Pour se conformer aux recommandations académiques les plus strictes, il est donc préférable de recourir à des tournures plus précises : « je joins le document à mon envoi », « je vous fais parvenir le document demandé », « vous trouverez ci-joint le contrat signé ». Ces formulations respectent le sens originel du verbe et clarifient la relation entre le document, le message et le destinataire. Elles constituent d’excellents modèles si vous souhaitez soigner votre style dans des contextes où la précision linguistique est particulièrement valorisée (concours, rapports officiels, correspondance juridique).

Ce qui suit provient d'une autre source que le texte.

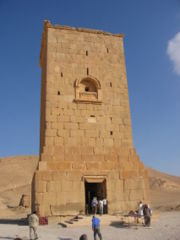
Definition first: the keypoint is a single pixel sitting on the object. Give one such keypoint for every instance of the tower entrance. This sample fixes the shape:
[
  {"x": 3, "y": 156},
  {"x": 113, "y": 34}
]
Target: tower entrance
[{"x": 94, "y": 188}]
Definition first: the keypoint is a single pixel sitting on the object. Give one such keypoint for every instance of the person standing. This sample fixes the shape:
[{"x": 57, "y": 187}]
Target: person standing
[
  {"x": 105, "y": 205},
  {"x": 96, "y": 227},
  {"x": 147, "y": 216},
  {"x": 94, "y": 205},
  {"x": 100, "y": 207},
  {"x": 140, "y": 212},
  {"x": 33, "y": 221}
]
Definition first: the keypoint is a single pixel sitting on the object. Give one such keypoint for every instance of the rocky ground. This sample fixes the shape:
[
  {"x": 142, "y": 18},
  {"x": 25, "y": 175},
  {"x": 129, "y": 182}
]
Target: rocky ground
[
  {"x": 16, "y": 176},
  {"x": 165, "y": 227}
]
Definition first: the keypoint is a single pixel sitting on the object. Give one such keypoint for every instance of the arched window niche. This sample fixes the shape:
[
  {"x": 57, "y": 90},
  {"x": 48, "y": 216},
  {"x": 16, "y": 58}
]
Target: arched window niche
[{"x": 88, "y": 89}]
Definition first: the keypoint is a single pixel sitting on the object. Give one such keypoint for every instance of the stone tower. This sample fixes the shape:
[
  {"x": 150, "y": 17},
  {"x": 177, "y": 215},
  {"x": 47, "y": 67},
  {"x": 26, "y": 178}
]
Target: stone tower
[{"x": 86, "y": 146}]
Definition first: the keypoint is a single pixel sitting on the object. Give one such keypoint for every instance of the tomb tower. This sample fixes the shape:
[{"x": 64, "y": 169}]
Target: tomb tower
[{"x": 86, "y": 145}]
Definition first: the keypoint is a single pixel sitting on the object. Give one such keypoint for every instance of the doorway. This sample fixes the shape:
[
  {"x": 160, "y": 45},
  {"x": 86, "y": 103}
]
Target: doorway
[{"x": 94, "y": 189}]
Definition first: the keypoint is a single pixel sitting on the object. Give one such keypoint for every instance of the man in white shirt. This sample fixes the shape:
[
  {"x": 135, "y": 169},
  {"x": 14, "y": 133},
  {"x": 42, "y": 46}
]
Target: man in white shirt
[{"x": 33, "y": 224}]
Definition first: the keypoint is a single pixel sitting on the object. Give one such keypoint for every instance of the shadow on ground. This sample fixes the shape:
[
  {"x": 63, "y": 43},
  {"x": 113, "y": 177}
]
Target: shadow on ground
[
  {"x": 21, "y": 222},
  {"x": 122, "y": 224}
]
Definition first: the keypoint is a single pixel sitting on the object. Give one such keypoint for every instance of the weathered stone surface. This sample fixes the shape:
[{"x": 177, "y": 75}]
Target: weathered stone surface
[{"x": 86, "y": 130}]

Cela étant, l’Académie reconnaît implicitement l’usage très répandu de « je vous joins » dans la correspondance numérique, et la plupart des guides de rédaction professionnelle l’acceptent sans réserve, à condition que la conjugaison soit correcte. En résumé, si vous visez l’excellence stylistique, privilégiez les tournures recommandées ; si vous cherchez l’efficacité et la clarté au quotidien, « je vous joins » reste une formule parfaitement compréhensible, à condition d’y mettre le s final qui en fait toute la justesse orthographique.